แชร์

Terjerat Hasrat Tuan Muda Kejam
Terjerat Hasrat Tuan Muda Kejam
ผู้แต่ง: Mita Yoo

Bab 1

ผู้เขียน: Mita Yoo
last update ปรับปรุงล่าสุด: 2025-08-10 10:13:34

Sepatu lusuh itu terasa seperti cermin dari hidupnya. Usang, penuh noda, dan selalu terinjak-injak. Laura menatapnya, mencoba mencari keberanian dari jahitan yang mulai copot di bagian sol. Jari-jarinya menggenggam ujung rok seragam abu-abunya yang sudah pudar. Kain kasar yang mengingatkannya pada tempatnya yang sesungguhnya di rumah megah itu.

“Kemarilah, Laura!”  

Suara lelaki tampan itu menggema di ruangan yang terlalu besar, terlalu mewah, terlalu dingin. Itu adalah suara tuannya. Reve, keras, berwibawa, penuh amarah yang tersembunyi.
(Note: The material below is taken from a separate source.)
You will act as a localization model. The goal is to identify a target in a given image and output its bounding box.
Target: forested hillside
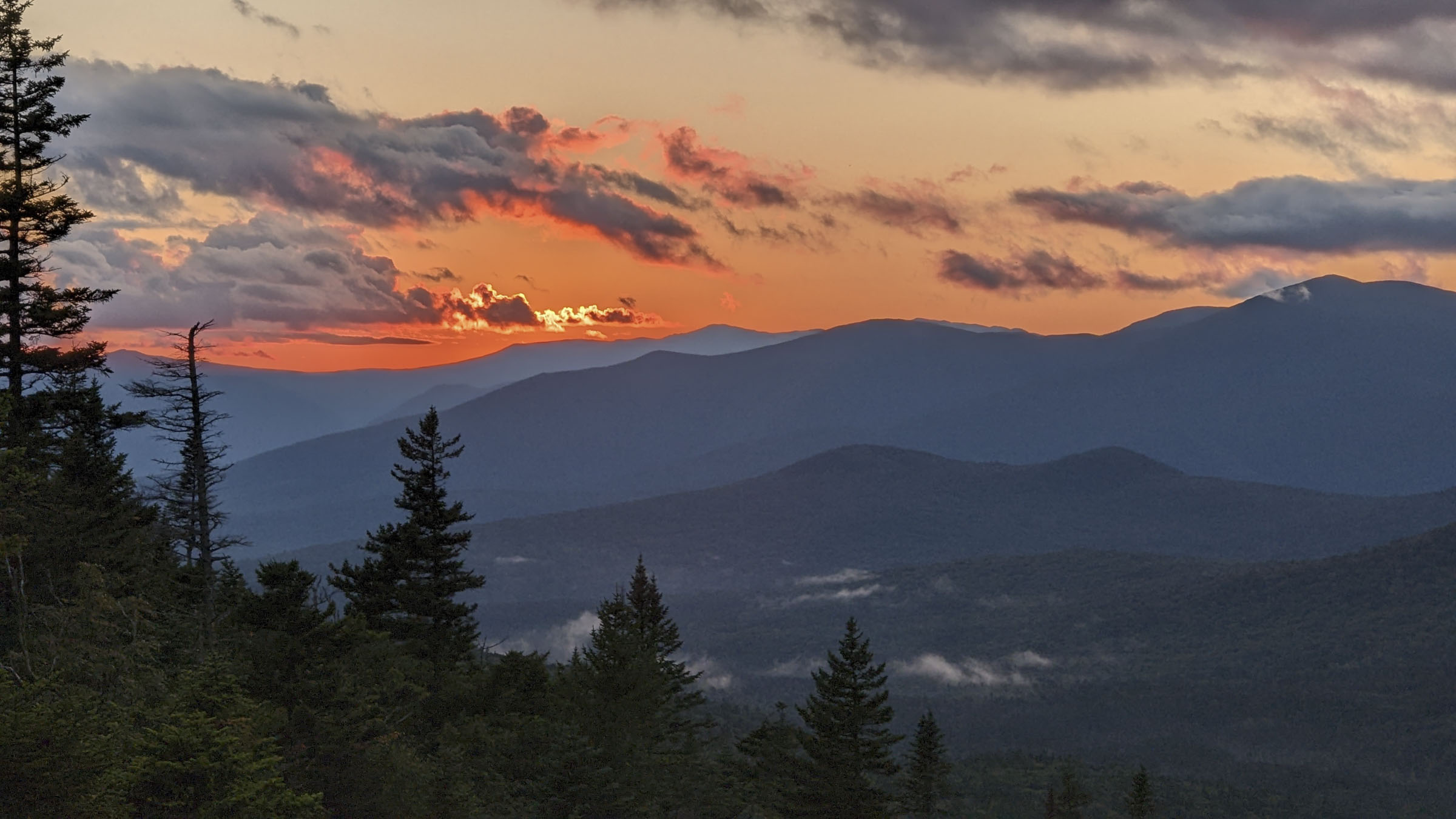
[0,0,1456,819]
Laura melangkah pelan, setiap langkah terasa seperti menembus lapisan es. Karpet tebal merah marun menelan suara langkahnya, membuatnya merasa seperti hantu yang melayang menuju takdirnya.
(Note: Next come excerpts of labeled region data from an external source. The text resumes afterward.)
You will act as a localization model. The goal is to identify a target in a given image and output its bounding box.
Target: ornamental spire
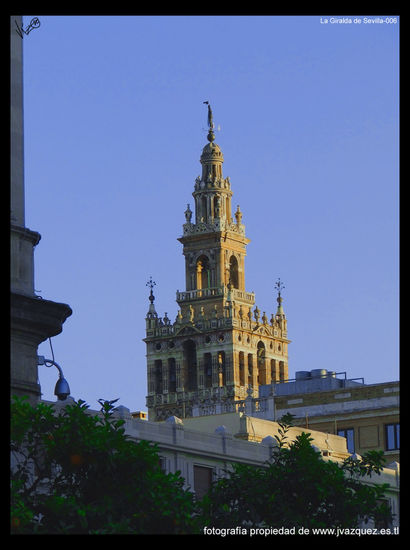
[145,276,157,317]
[204,101,215,143]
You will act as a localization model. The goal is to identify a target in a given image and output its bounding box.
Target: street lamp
[37,355,70,401]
Reve duduk di belakang meja kerjanya yang besar, wajahnya diterangi lampu meja yang menyorot tajam garis-garis kemarahannya.

Laura baru saja sampai di depan meja kerja itu tetapi tiba-tiba—

Byur!

Cairan berwarna hitam itu seketika tumpah di atas kepalanya. Kopi hitam pekat mengalir dari rambutnya, menetes ke alis, membasahi bulu mata, mengalir seperti sungai hitam di pipinya yang pucat. Aroma pahit memenuhi hidungnya, membakar lebih dari sekadar kulit. Seragam kerjanya yang sederhana kini bernoda coklat tua, menempel di tubuhnya seperti luka yang terbuka.

Laura berdiri membeku, matanya terpejam menahan perih. Tetes-tetes kopi masih menetes dari ujung rambutnya, membentuk genangan kecil di lantai marmer yang berkilau.

Reve berdiri, tubuhnya menjulang seperti awan gelap sebelum badai. “Itu untuk pelajaran dan pengingatmu.” desisnya, suara rendahnya bergetar oleh kemarahan yang tak terbendung.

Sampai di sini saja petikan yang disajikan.